Another factor to consider is how much time you have until the show. A targeted show date in early summer means you’ll have less time to get your animal in the right condition versus a show in late summer, so you’ll need to adjust the daily intake and roughage level to reflect the amount of time you have to put condition on the animal.
Building a balanced, consistent program
Any show cattle nutrition program should include a balanced feed with adequate amounts of protein, energy, and fiber or roughage. It’s also key to make sure that the animal has an adequate amount of mineral
and vitamin supplementation, and that nutrients are from quality sources.
Zehnder emphasizes the importance of highly palatable feeds and access to clean, fresh water.
“We need to be able to keep cattle on feed consistently whether that’s at home or at the show. You can have the best feeding program in the world, but if your animals won’t eat it, it’s not doing you any good,” says Zehnder. “Palatability is a must have in a nutrition program.”
Show Ambassador Kirk Stierwalt agrees.
“Good cattle deserve good feed,” says Stierwalt. “You have to get ahold of the most consistent product you can when it comes to nutrition. Any time your animal goes off feed or isn’t getting adequate nutrients is a step in the wrong direction. A consistent, palatable product will help you get the results you need.”
“We also can’t underestimate the importance of water. Water drives intake, especially in the summer months, so we need to make sure calves have access to clean, fresh water,” adds Zehnder.
Avoid taking drastic measures
While a feeding program can be developed on paper, it is of critical importance to monitor the appearance of your animal on a regular basis.
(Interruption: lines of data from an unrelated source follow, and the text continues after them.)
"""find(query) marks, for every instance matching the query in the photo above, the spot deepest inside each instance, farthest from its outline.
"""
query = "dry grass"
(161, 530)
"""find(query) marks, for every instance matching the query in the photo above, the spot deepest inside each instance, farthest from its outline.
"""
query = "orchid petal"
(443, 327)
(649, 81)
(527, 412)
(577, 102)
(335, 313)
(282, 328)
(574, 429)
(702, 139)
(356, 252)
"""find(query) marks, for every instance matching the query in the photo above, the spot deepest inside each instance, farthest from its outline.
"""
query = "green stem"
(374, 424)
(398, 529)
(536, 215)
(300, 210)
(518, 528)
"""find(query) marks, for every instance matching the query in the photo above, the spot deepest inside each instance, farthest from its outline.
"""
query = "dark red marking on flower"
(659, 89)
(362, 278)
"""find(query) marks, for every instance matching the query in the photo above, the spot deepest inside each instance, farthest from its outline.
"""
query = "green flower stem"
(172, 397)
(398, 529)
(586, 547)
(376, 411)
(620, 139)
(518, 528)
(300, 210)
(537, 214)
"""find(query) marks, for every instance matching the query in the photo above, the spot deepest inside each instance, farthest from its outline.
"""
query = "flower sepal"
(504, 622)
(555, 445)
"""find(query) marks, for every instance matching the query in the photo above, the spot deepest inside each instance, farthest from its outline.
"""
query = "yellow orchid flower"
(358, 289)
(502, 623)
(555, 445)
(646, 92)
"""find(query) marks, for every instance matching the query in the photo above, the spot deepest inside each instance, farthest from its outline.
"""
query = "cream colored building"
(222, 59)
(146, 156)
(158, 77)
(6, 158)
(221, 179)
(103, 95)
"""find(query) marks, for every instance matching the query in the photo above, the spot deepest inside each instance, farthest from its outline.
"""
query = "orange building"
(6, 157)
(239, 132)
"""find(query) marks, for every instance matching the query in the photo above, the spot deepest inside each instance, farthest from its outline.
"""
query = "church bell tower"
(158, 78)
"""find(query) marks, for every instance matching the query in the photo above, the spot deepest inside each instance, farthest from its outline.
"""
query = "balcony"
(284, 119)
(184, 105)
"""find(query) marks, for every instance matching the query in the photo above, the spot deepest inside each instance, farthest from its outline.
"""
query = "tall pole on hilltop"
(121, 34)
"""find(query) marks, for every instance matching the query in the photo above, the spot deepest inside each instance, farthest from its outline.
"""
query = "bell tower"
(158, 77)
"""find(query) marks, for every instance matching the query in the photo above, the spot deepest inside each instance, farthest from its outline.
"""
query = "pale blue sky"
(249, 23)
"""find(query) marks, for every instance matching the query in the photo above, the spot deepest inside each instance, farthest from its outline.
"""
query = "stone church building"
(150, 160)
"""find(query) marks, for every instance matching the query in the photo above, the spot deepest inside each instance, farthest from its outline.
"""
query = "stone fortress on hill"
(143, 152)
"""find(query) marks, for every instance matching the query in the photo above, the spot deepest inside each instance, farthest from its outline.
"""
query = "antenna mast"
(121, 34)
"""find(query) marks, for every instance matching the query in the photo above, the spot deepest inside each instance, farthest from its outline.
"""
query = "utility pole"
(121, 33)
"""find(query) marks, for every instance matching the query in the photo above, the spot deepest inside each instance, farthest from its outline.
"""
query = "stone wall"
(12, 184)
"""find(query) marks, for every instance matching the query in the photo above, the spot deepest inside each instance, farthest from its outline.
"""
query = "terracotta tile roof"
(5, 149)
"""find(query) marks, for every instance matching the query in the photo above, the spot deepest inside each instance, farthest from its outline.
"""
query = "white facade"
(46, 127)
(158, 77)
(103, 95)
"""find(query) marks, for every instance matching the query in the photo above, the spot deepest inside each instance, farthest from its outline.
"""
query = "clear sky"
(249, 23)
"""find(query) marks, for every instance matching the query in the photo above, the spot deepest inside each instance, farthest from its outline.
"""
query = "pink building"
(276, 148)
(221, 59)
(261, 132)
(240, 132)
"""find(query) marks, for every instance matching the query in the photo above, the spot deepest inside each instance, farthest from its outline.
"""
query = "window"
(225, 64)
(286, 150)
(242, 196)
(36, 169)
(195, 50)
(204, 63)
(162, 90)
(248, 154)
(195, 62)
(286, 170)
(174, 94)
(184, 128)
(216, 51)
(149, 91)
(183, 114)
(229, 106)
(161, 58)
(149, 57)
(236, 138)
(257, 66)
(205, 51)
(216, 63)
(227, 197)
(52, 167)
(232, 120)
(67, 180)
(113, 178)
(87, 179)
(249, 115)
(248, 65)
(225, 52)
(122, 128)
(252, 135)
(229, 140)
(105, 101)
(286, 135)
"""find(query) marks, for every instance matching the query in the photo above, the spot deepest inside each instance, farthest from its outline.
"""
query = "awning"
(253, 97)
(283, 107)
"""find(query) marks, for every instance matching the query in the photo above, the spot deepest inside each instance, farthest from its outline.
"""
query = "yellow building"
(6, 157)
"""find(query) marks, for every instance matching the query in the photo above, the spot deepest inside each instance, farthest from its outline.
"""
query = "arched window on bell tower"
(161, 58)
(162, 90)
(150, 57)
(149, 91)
“Condition and weight should be monitored at least monthly when you’re more than 3 months away from the show, and as you close in on your show date we need to be monitoring appearance and weights on a bi-weekly or weekly basis,” says Zehnder.
“We need to know how much those animals are actually gaining,” says Zehnder. “Monitoring monthly or even more frequently, we can adjust their feed program accordingly without having to take drastic measures.”
It takes approximately 45-60 days for nutrition to make a true change in appearance on an animal according to Zehnder. He adds that if you’re trying to make a change in less than 30 days, it will be a struggle.
“An animal may need more rib shape, or maybe a little more fat, and you need to dig into the toolbox
of products out there to get an animal what it needs,” adds Stierwalt. “There are very few instances where everything goes according to plan with weight gain, so we need to constantly monitor and adjust for optimal results.”
Re-evaluating your program
Zehnder encourages cattle exhibitors to evaluate their show nutrition program regularly, especially if you’re not seeing the results you want in the show ring.
“Sometimes we need to ask ourselves if what we’re doing is actually working,” says Zehnder. “What are you currently feeding? Why are you feeding it? Has it been working? What could you change?”
“We sometimes do things because ‘that’s the way we’ve always done it’. But there are times, especially when you’re not seeing results, when it’s important to reevaluate.”
No matter what your end goal is, a balanced nutrition program
is a key ingredient for success. Creating or re-evaluating a program can be intimidating, but the potential end results in the show ring may be well worth your while.